Page MenuHomePhabricator

Initialize CirrusSearch on cloudelastic
Closed, ResolvedPublic

Description

  • Open firewall on cloudelastic machines to allow connections from mwmaint*, mw job runners to cloudelastic
  • Add cloudelastic to wgCirrusSearchClusters on all non-private wikis. Do not add to wgCirrusSearchWriteClusters initially
  • Set wgCirrusSearchDropDelayedJobsAfter to 15 minutes for cloudelastic
  • Initialize all indices
  • Import cirrussearch dumps from dumps.wikimedia.org
  • Add cloudelastic to wgCirrusSearchWriteClusters
  • reindex updates between when dumps were created and when writes were enabled

Event Timeline

There are a very large number of changes, so older changes are hidden. Show Older Changes
EBernhardson renamed this task from Initialize CirrusSeearch on cloudelastic to Initialize CirrusSearch on cloudelastic.Apr 10 2019, 4:23 PM
EBernhardson updated the task description. (Show Details)
EBernhardson updated the task description. (Show Details)

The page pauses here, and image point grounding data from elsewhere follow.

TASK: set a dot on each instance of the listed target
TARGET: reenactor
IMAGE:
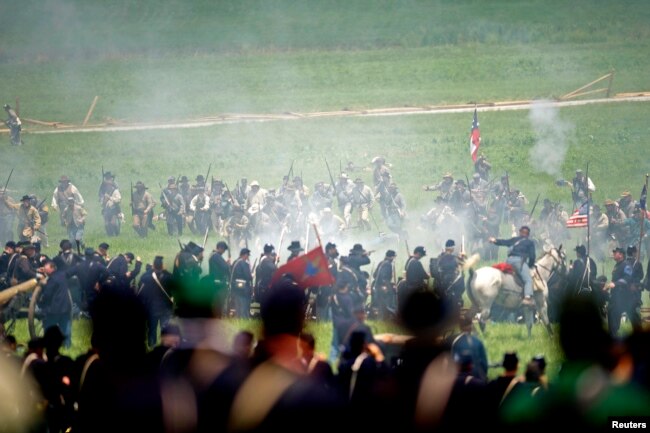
(362, 200)
(14, 124)
(383, 287)
(7, 215)
(74, 218)
(343, 190)
(241, 191)
(174, 205)
(200, 207)
(44, 213)
(380, 170)
(256, 195)
(581, 187)
(185, 190)
(61, 194)
(198, 186)
(322, 197)
(237, 227)
(395, 209)
(142, 207)
(155, 292)
(241, 284)
(29, 220)
(482, 167)
(295, 250)
(444, 187)
(625, 290)
(331, 225)
(219, 268)
(416, 278)
(626, 204)
(451, 283)
(109, 199)
(357, 258)
(264, 272)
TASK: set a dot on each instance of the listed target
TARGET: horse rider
(521, 257)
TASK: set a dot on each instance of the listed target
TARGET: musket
(7, 182)
(534, 206)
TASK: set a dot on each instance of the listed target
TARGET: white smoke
(551, 137)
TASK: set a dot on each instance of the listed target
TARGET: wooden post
(90, 110)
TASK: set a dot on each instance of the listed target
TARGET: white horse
(488, 285)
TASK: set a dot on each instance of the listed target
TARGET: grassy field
(160, 61)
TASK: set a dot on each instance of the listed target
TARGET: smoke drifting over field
(551, 137)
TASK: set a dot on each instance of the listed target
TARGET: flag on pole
(308, 270)
(474, 137)
(580, 218)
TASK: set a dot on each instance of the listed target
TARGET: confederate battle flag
(474, 138)
(309, 270)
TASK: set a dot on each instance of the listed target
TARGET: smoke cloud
(551, 137)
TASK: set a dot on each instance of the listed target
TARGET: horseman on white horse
(522, 259)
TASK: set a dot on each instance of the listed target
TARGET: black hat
(193, 248)
(170, 329)
(510, 360)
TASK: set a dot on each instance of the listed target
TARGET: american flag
(474, 138)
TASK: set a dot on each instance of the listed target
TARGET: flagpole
(588, 214)
(643, 212)
(317, 234)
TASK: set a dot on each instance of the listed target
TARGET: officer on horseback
(521, 257)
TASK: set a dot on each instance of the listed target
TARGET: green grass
(158, 61)
(500, 338)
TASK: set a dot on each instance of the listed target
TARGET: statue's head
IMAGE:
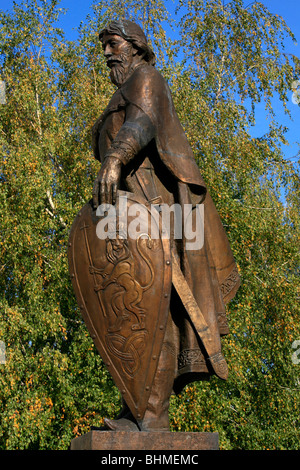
(125, 46)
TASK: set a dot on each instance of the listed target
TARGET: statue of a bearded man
(144, 151)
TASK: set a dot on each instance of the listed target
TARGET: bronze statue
(155, 309)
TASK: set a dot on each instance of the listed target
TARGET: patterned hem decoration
(190, 357)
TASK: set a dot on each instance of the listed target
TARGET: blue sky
(77, 10)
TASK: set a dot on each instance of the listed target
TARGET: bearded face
(119, 55)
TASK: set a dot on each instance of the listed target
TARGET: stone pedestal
(124, 441)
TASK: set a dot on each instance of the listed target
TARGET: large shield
(120, 266)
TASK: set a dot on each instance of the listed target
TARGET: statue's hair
(133, 33)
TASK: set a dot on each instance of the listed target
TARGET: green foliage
(53, 385)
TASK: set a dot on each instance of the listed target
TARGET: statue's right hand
(107, 182)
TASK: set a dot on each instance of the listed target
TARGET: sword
(216, 359)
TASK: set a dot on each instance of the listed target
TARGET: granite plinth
(144, 440)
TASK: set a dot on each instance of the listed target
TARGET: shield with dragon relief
(120, 266)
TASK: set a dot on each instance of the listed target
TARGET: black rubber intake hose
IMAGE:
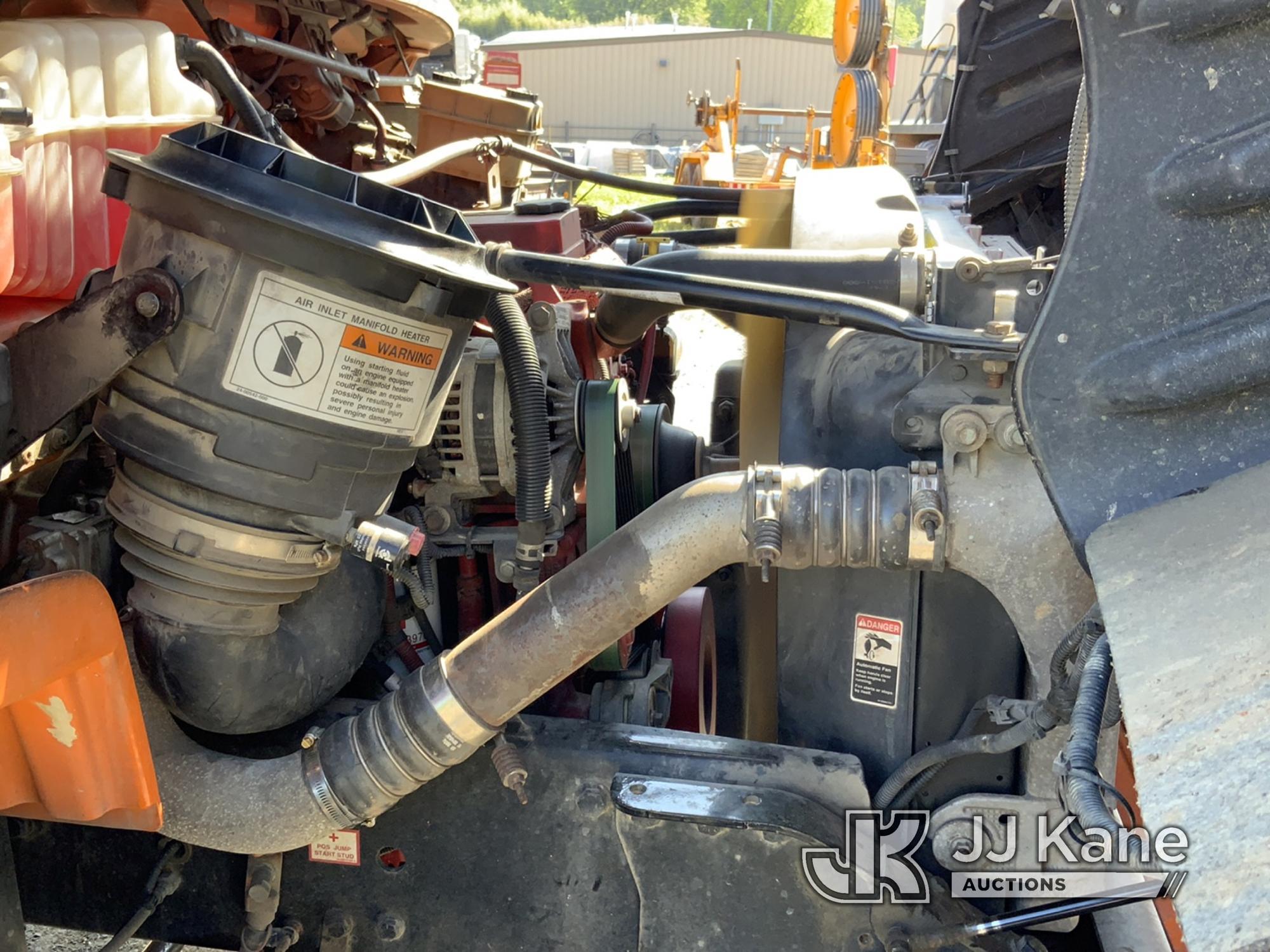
(232, 684)
(529, 397)
(877, 276)
(1084, 784)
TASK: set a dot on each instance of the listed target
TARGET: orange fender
(73, 744)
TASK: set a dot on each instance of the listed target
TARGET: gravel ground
(705, 345)
(45, 939)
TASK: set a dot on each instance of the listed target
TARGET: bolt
(148, 304)
(995, 373)
(1009, 435)
(970, 270)
(391, 927)
(436, 520)
(511, 769)
(542, 317)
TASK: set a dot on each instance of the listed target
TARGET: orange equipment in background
(73, 744)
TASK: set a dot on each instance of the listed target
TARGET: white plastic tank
(91, 84)
(935, 25)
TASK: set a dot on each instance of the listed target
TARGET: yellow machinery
(857, 134)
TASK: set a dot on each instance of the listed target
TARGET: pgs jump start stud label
(335, 360)
(342, 849)
(876, 661)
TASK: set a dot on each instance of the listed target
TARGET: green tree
(909, 29)
(495, 18)
(808, 17)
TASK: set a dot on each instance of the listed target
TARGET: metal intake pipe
(784, 517)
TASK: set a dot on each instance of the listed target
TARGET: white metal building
(632, 83)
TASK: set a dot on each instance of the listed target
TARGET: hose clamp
(928, 526)
(322, 791)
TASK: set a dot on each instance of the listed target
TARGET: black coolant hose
(208, 62)
(688, 209)
(1085, 788)
(1037, 725)
(702, 238)
(676, 290)
(498, 145)
(529, 397)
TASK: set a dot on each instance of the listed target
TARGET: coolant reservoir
(91, 84)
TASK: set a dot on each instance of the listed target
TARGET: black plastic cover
(1149, 374)
(1013, 106)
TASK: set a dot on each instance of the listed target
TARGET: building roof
(643, 34)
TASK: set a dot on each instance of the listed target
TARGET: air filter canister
(323, 321)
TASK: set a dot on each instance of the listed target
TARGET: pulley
(858, 32)
(857, 116)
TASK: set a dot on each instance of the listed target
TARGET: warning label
(876, 661)
(342, 847)
(335, 360)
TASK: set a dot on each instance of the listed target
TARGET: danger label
(342, 847)
(876, 661)
(335, 360)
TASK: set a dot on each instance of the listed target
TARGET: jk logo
(877, 860)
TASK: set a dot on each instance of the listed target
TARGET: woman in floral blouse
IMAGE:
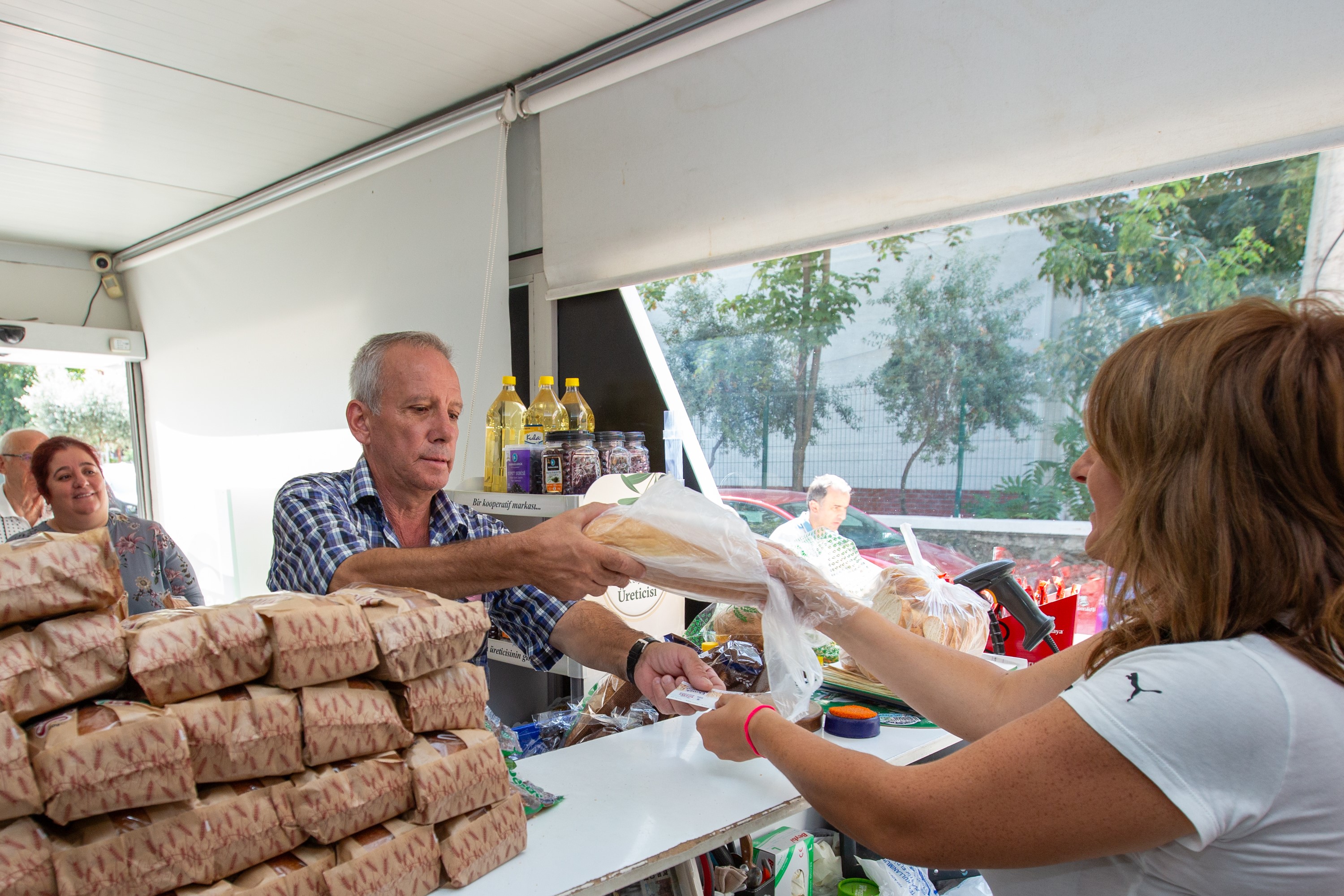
(154, 570)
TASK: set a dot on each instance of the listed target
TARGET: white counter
(651, 798)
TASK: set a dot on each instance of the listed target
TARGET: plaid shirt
(327, 517)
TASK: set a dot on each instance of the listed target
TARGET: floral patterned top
(154, 570)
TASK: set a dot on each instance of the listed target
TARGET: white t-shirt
(1248, 742)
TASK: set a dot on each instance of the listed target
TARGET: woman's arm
(1041, 790)
(956, 691)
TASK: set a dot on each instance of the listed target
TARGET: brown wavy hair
(1226, 432)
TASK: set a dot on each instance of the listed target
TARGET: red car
(765, 509)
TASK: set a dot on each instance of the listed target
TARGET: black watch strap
(633, 659)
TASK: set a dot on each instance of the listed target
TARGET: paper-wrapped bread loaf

Open firewall on cloudelsatic machines to allow connections from mwmaint*, mw job runners and cloudelastic

A quick look into our puppet code and ferm configuration does not show an obvious variable that would identify either the mwmaint* or the job runners nodes. I'll keep digging!

Change 502829 had a related patch set uploaded (by Gehel; owner: Gehel):
[operations/puppet@production] cloudelastic: allow jobrunners and mwmaint nodes to access cloudelastic

https://gerrit.wikimedia.org/r/502829

Change 502832 had a related patch set uploaded (by DCausse; owner: DCausse):
[operations/mediawiki-config@master] [cirrus] add cloudelastic service

https://gerrit.wikimedia.org/r/502832

Change 502829 merged by Gehel:
[operations/puppet@production] cloudelastic: allow jobrunners and mwmaint nodes to access cloudelastic

https://gerrit.wikimedia.org/r/502829

Change 507219 had a related patch set uploaded (by EBernhardson; owner: EBernhardson):
[operations/mediawiki-config@master] Add cloudelastic servers to wgCirrusSearchClusters

https://gerrit.wikimedia.org/r/507219

Change 507219 merged by jenkins-bot:
[operations/mediawiki-config@master] Add cloudelastic servers to wgCirrusSearchClusters

https://gerrit.wikimedia.org/r/507219

Mentioned in SAL (#wikimedia-operations) [2019-04-29T23:54:21Z] <ebernhardson@deploy1001> Synchronized tests/: T220625 Add cloudelastic servers to wgCirrusSearchClusters (1/5) (duration: 00m 53s)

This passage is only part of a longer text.